"To breathe fully is to live fully, to manifest the full range of power of our inborn potential for vitality in everything that we sense, feel, think, and do." -Taoist belief
As runners, we fuel and re-fuel and stretch and hydrate and massage and lift weights and cross-train to improve our form, run faster, go longer, recover faster and avoid injury. Why wouldn't we train ourselves to breath correctly?
Respiration is so instinctual, it goes completely unnoticed until something - a cold, allergies, deep meditation, that piece of macaroni you shoved up your nose when you were three - brings attention to our airways that we even notice our inhale-exhale patterns. That's why Running on Air by Budd Coates, M.S., and Claire Kowalchik is set to take its place on the bedside tables of runners worldwide.
In this article for Runners World, Coates explains that his first encounter with breathing cycles and running occurred when he came across "Breath Play," by Ian Jackson, a coach and distance runner who connected breathing cycles with running cadence. Later he found a study from the University of Utah explaining that the greatest impact stress of running occurs when one's footstrike coincides with the beginning of an exhalation. "This means that if you begin to exhale every time your left foot hits the ground, the left side of your body will continually suffer the greatest running stress," says Coates. From there, he became his own guinea pig, developing a pattern of rhythmic breathing and tracking the impact on his chronically injured left hip. Well, incidentally it worked and Coates has now used his method to train many runners since.
New running theories and techniques are notoriously finicky and controversial, and never short on varying opinions. So, I won't wax poetic about the mechanics of Coates' method.
Instead, here are a few sources (besides the Runner's World article linked above) that I found helpful when wrapping my head around runner breathing cycles.
Human Kinetics: Can synchronizing stride rhythm and breathing help performance?
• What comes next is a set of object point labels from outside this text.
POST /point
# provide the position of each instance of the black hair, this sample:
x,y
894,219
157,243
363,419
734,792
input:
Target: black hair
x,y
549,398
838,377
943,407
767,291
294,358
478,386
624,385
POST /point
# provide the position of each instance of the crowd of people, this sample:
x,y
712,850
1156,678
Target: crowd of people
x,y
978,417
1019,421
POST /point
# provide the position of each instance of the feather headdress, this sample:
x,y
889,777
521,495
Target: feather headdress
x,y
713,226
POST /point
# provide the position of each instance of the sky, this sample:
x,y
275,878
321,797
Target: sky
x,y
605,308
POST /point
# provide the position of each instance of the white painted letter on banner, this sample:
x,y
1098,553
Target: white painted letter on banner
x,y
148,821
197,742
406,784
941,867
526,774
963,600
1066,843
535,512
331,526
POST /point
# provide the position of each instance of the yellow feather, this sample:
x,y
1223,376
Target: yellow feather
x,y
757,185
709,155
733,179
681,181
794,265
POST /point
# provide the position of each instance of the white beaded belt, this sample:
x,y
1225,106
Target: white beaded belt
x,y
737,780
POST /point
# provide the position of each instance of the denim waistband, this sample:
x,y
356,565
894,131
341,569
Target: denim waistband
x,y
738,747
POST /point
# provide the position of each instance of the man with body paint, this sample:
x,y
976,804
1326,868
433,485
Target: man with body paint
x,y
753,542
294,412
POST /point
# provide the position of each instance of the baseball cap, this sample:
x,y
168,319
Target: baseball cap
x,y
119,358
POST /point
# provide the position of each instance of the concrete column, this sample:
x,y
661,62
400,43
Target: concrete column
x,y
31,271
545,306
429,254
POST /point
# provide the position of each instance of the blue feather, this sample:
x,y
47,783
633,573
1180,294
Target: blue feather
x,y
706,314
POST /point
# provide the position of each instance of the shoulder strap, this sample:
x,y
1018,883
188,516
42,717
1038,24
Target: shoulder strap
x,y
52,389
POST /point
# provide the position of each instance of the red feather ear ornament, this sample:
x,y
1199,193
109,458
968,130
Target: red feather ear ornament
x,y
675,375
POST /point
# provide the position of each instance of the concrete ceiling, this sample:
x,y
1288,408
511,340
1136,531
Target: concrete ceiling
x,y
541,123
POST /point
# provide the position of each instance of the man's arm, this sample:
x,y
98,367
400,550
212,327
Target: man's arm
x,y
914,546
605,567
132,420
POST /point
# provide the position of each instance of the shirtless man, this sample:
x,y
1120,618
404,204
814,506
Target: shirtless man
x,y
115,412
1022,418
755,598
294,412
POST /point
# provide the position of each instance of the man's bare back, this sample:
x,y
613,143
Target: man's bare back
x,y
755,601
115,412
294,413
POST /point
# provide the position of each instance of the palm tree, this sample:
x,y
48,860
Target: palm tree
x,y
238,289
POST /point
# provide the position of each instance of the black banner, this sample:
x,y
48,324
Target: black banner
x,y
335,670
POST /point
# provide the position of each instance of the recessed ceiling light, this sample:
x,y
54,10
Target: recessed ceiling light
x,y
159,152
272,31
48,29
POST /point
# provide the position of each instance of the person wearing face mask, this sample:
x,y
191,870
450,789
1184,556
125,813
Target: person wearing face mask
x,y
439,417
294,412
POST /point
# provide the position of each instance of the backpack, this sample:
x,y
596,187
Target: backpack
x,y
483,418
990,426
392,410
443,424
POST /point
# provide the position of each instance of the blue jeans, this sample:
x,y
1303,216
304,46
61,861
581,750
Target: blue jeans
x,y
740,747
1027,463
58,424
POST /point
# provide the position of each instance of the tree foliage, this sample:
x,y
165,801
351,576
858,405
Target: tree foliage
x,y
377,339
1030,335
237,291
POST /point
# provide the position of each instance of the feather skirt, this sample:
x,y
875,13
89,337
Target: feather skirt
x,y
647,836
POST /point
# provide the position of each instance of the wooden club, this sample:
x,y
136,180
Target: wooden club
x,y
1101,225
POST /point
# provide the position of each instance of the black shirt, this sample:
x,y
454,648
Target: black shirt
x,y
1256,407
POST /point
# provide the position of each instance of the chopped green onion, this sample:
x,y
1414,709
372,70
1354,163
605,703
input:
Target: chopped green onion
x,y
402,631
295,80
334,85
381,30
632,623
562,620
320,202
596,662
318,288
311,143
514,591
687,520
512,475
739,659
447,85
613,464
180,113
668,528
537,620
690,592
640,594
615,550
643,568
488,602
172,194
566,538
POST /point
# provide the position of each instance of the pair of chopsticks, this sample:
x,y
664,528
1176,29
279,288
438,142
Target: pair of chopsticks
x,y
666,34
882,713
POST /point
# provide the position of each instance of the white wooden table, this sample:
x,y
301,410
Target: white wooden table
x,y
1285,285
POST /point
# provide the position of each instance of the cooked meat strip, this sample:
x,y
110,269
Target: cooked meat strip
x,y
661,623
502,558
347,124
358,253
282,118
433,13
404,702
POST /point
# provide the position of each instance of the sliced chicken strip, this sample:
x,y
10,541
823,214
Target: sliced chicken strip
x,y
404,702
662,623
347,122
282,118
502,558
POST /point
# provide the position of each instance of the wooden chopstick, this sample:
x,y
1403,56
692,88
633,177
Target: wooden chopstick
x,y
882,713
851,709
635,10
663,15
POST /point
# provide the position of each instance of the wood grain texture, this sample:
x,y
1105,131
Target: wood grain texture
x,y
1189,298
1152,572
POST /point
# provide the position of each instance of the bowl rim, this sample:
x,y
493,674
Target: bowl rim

This is an excerpt from The Athlete’s Clock by Thomas W. Rowland, MD that includes a laboratory exercise runners can try on their own to determine their breath to stride ratio and compare with elite runners.
What Breathing Tells You About Your Running Intensity
This article champions the dual use of nose and mouth breathing while running and outlines how breath to stride ratio relates to endurance runs, short races, sprints and even warmup runs.
Take a Deep Breath
Huffington Post's David Willey delivers a rather promising perspective on Budd Coates' method and book.